The United States’ military research division, DARPA, is investing millions of dollars in identifying doctored images and videos, known as deepfakes. Since some of these deepfakes look convincing to most people, DARPA wants to develop software to spot them before international governments and rogue agencies use the technology against the country.
DARPA and deepfakes
The military research division has reportedly spent close to US$68 million up till now. And though it has developed an AI to spot deepfakes, the technology is still nascent. The AI scans a video, frame by frame, to determine its authenticity. However, the most advanced deepfakes on the Internet are still too sophisticated for the AI to authenticate.
Deepfakes pose a serious security threat to the U.S. Enemies can doctor videos of President Trump calling for nuclear war and spread them throughout the Internet to create panic. By the time authorities are able to counter the propaganda, it might be too late. There is a bigger danger posed by deepfakes — the erosion of public trust.
“I think we as a society right now have significant trust in image or video. If we see it, then we have faith that it happened… And so the ability for an individual or a small group of people to make compelling manipulations really undermines trust,” Matt Turek, manager of the media forensics program at DARPA, said to CBC News.
Identifying deepfake images
Currently, there are two popular ways of identifying deepfake images. The first method involves analyzing an image for modifications. Researchers will typically inspect for any alteration in pixels or metadata. They will also check for any reflections or shadows that do not follow the laws of physics. The second method is by verifying an image’s integrity right at the moment it was taken. This includes checking the camera’s coordinates, time stamp, location data, time zone, and so on.

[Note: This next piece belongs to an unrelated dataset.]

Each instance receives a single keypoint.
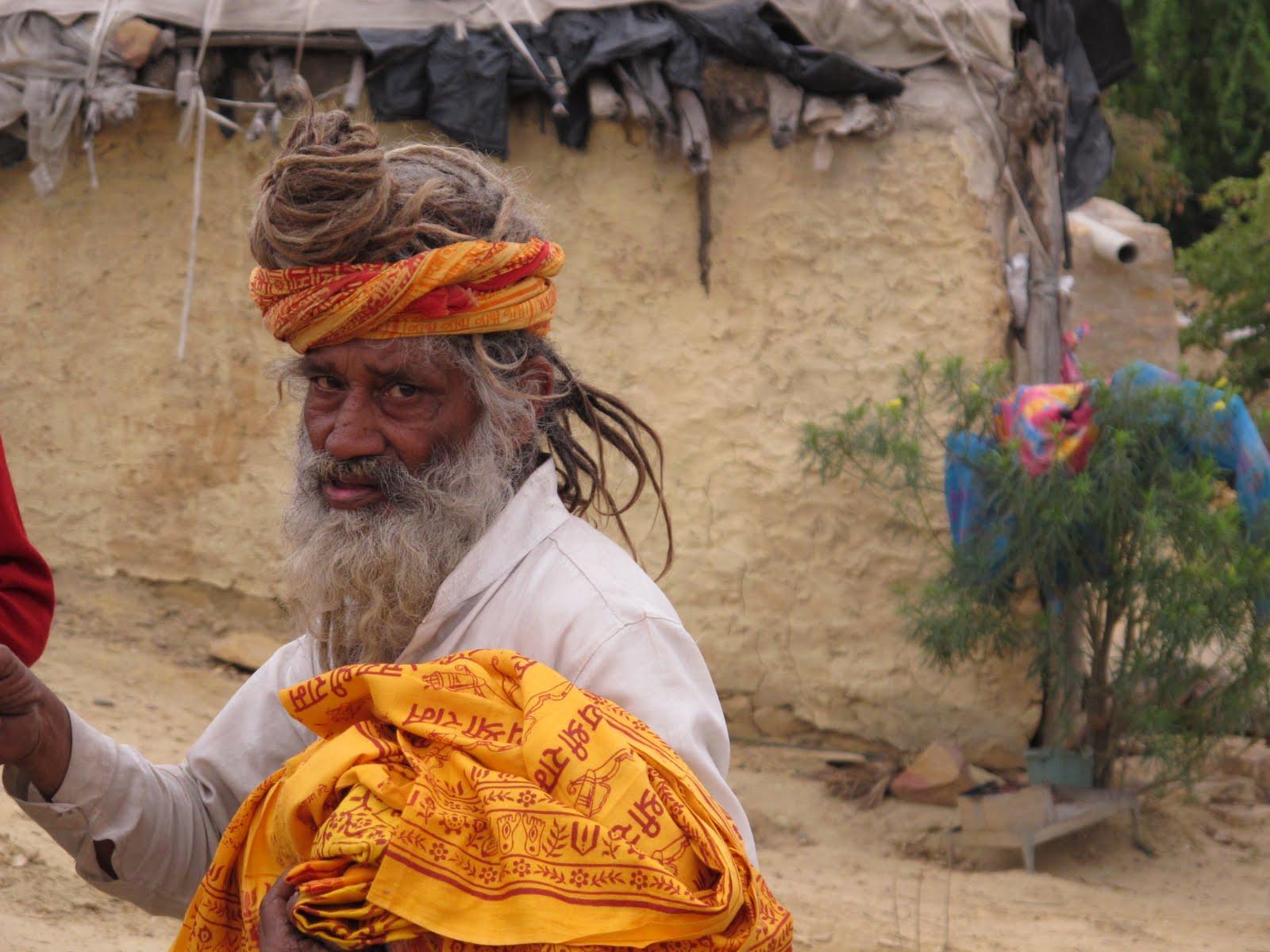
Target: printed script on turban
(483, 801)
(470, 287)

While research has mostly been focused on the first method, it is the second one that seems to be promising since it has the potential of verifying millions of images in a short period of time. In fact, U.S.-based startup Truepic is utilizing this very idea in its smartphone app.

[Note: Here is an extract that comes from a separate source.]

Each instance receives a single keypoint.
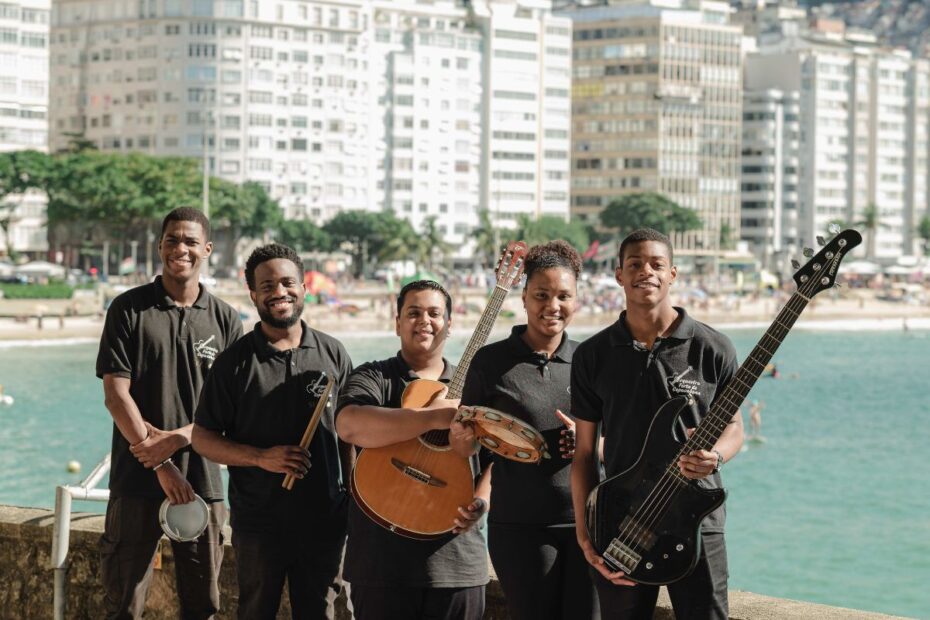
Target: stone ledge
(26, 581)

When an image is taken, the Truepic app’s proprietary algorithm will automatically verify photos at the time when they are captured. Truepic then uploads the images and stores them on its servers. If any image bearing a resemblance to the stored photos goes viral, the viral image can be compared against the stored image to check whether it has been altered or is genuine.

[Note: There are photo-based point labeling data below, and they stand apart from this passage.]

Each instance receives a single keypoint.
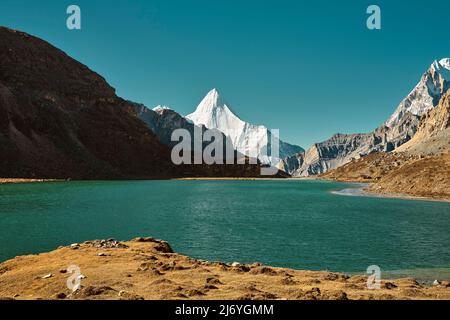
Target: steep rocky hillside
(401, 126)
(58, 119)
(145, 268)
(433, 135)
(420, 167)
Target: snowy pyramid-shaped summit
(214, 112)
(426, 95)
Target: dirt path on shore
(145, 268)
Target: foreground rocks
(145, 268)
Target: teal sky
(309, 68)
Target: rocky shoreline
(146, 268)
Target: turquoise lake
(295, 224)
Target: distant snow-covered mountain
(401, 126)
(214, 112)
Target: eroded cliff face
(433, 134)
(396, 131)
(59, 119)
(419, 168)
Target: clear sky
(309, 68)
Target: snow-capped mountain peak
(160, 108)
(442, 67)
(213, 112)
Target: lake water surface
(295, 224)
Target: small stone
(61, 295)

“As an added layer of trust and protection, Truepic also stores all photos and metadata using a blockchain — the technology behind Bitcoin that combines cryptography and distributed networking to securely store and track information,” according to Technology Review.
There is a drawback to Truepic’s solution — the fact that the company stores images on their servers raises privacy concerns. What if the photos get hacked? Will companies like Truepic prioritize monetization over privacy at some point and share users’ images with other companies? These questions need to be addressed.
Right now, deepfake creators have an upper hand since AI-driven doctored images and videos is a new field. However, significant investments from agencies like DARPA and other private businesses should soon be able to create a sophisticated AI that can identify deepfakes with high accuracy.